How to Model Data by Refactoring SQL - Level 2

In a previous article we talked about how to refactor SQL code to improve readability and maintainability. That example applied to a single query. Now we're ready to take it to the next step and go across queries.

In this example we're going to be looking at production-level dbt code and see how we can improve it. In the process, we'll see how to use refactoring to model data.

Without further ado let's get into it.

Let's take a look at this dbt model in the mattermost repo.

I'm not going to reproduce the entire code here since it's too long, but you should pull it up alongside this post for reference, or just read the code snippets I'll provide screenshots for.

By the way, I don't have access to the database so I'm not going to actually rewrite this code.
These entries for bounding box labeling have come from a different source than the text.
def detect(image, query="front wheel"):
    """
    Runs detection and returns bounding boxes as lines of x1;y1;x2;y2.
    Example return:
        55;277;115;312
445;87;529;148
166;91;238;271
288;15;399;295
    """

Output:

That would require actual testing to make sure the output is the same, and that's incredibly time consuming.

This code is a dbt model that builds a funnel table which I'm guessing is used to evaluate sales performance.

The first thing I notice is that the code is using CTEs to break up the various sales stages, exactly as I suggested in the level 1 refactoring article referenced above.

Let's skip over the months and key_assumptions CTEs since they're not that interesting and look at the web_traffic CTE.

It seems that this query is pulling traffic data from the raw table daily_website_traffic and through regular expressions, I think it's trying to limit the traffic to certain domains.

I can't be sure that I'm right, but that's not the point here. I would highly recommend this code be moved upstream to adaily_website_traffic model and either you filter it there, or you create attributes that define "mattermost traffic."

Remember our 3rd principle "Move Logic Upstream" from the modularity article? By moving the logic upstream, you unlock downstream use cases for this model. If adaily_website_traffic is ever needed again, you don't have to copy/paste this code. And if you need to change the logic in any way, you make the changes in one place.

Let's look at another example in the same file.

The next 4 CTEs (lead_creation, mql reengaged_mql and sal) all reference the raw leads table as it's pulled from source (Salesforce or another CRM)

Notice how the condition in the where clause is repeated every time. Remember our DRY principle from the modularity article?

This repetition is wasteful and really hard to maintain. Make one mistake in pasting and you'll be spending the next several hours debugging data issues.

Again we can apply both the DRY principle and move logic upstream by creating a leads model that handles the filtering and has all the necessary attributes such as createddate, first_mql_date, most_recent_mql_date and so on. All you'd have to do is reference the model and not worry about the details.

Here's an example of what that might look like. I don't recommend this by the way, I think the code in all_leads belongs in the leads model but to illustrate the pattern, I'll do a quick refactor.

The traditional modeling approach is to define everything you need upfront. So a data engineer or architect would get together with the business owners and ask them about all the concepts they care about in the business.

Leads is a very important concept in many business models, especially if you're paying to acquire them. The Leads concept might have attributes such as email, creation_date, source, etc.

By creating this abstract concept in your data warehouse with all the attributes you want to track, you've created a type of data "contract" which basically says regardless of how leads are implemented in the operational systems, I want these attributes mapped.

But this is just one way to do modeling. It suffers from what's called a BDUF (big design upfront) and it's not agile. Most programming these days is done in rapid iteration (known as sprints) where you deliver working code at each step.

Can we do the same for data?

I think we can, but we need brave analytics / data engineers who are not scared of mucking about in the guts of a dbt repository. The moment you see WET code (Write Everything Twice) or logic that can be moved upstream, you do it.

One of the core benefits of modeling this way, outside of making code more readable, easier to maintain and debug, is that it creates durable concepts. With a Leads object in place, we can worry less about the actual implementation.

If tomorrow the CTO decides to swap out the CRM for a new system, you only need to change one model to map the new fields and your warehouse keeps working.